Wir danken der ‘Stiftung Schwule Freunde Bremen’ für ihre Unterstützung!

Weitere Informationen:
https://www.raths-chor.de/

Tickets: 20€, erm. 15€
Nordwest-Ticket, Abendkasse

Einlass: ab 16.00 Uhr

Mailen Sie Ihre Kartenwünsche
direkt an den Chor:
ticket@raths-chor.de
oder buchen Sie bei Nordwest-Ticket online.

Sonntag, 21. Juni 2026

17:00 - Worpsweder Orgelmusik

Zionskirche Worpswede

In Klängen gemalt

Landschaften – Porträts – Erinnerungen – Augenblicke

Gaetano Donizetti, Vincenzo Bellini
Claude Debussy, Francis Poulenc
Isaac Albéniz, Heitor Villa-Lobos
Henry Eccles, Edgar Elgar

Anton Antonovych, Fagott
Alina Kushniarova, Klavier

Unter dem Titel „In Klängen gemalt“ entfaltet sich ein musikalisches Panorama aus Erinnerungen, Sehnsucht, Liebe, Natur und menschlichen Begegnungen. Gemeinsam verweben Fagott und Klavier diese musikalischen Momentaufnahmen zu einem großen Klanggemälde.

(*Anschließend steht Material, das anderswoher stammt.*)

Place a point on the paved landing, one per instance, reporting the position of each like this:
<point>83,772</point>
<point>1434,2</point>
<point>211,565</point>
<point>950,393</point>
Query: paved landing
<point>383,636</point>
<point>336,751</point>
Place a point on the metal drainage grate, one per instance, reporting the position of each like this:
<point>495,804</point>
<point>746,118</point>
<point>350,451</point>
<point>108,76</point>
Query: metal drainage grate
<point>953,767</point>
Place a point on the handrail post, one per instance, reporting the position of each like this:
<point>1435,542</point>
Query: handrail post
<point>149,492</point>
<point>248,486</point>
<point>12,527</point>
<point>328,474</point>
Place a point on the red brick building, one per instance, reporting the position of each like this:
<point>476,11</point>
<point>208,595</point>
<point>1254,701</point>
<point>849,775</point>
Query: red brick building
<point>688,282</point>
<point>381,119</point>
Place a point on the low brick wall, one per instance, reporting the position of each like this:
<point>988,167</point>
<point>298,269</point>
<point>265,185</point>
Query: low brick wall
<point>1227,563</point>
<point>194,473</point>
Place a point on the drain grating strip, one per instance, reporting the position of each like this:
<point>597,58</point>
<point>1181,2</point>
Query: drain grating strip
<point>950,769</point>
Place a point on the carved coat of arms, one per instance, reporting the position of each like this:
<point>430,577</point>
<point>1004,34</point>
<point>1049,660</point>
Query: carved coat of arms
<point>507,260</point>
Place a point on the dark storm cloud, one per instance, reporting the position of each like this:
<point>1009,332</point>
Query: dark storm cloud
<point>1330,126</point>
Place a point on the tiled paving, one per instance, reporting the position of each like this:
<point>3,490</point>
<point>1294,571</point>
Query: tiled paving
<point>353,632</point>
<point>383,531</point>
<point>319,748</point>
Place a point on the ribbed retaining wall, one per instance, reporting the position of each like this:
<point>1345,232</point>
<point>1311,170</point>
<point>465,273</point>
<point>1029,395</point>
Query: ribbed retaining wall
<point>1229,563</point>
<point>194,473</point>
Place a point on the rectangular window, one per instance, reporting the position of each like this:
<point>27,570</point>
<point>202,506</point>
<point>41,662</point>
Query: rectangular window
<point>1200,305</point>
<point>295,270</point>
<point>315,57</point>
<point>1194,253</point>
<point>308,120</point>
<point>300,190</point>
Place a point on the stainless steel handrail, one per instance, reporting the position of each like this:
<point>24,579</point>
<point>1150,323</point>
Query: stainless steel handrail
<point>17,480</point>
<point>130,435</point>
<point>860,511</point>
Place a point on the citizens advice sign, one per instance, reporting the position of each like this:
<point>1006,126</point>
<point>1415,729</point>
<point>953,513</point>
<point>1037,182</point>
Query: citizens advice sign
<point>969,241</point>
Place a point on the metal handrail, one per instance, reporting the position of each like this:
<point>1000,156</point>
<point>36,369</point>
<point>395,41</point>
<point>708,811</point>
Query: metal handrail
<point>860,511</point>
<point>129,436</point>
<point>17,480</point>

Anton Antonovych (*1984, Kiew, Ukraine) ist Fagottist,
Dirigent und Musikpädagoge. Seine musikalische
Ausbildung begann er in Kiew im Musiklyzeum für hochbegabten Kinder und später an der Tschaikowski-Konservatorium in Kiew, wo er von 2002 bis 2007 den Master-Abschluss als Solo-Fagottist und Dirigent erwarb. Anschließend
setzte er sein Studium an der Hochschule für Künste Bremen fort und schloss es 2016 mit dem
KA-Diplom im Fach Fagott ab.

Er ist Preisträger mehrerer internationaler Wettbewerbe. So gewann er den 1. Preis beim D. Bida
Internationalen Bläserwettbewerb in Lwiw (Lemberg) sowie den Grand Prix beim internationalen
Wettbewerb in Worsel.

Als Orchestermusiker und Kammermusiker war Anton Antonovych in zahlreichen renommierten
Ensembles und Projekten tätig, darunter die Neue Philharmonie Hamburg, die Bremer
Philharmoniker, die Kammerphilharmonie Emsland Meppen, die Musikfabrik Köln, das Orchester
„Musica Viva“ Bremen, die Klassische Philharmonie Nord-West sowie das Ensemble New Babylon
Bremen. Von 2006 bis 2008 war er als Fagottist am Staatstheater für Kinder und Jugendliche in
Kiew engagiert.

Seit 2023 ist Anton Antonovych Solo-Fagottist des Heeresmusikkorps der Bundeswehr in
Neubrandenburg.

Neben seiner künstlerischen Tätigkeit widmet er sich mit großer Leidenschaft der Musikpädagogik.
Er unterrichtete an verschiedenen Musikschulen in Bremen, Hude und Wilhelmshaven und war
Mitbegründer sowie stellvertretender Schulleiter der Musikschule Bassum. Seit 2014 ist er Mitgründer
und künstlerischer Leiter von Trio Concertini.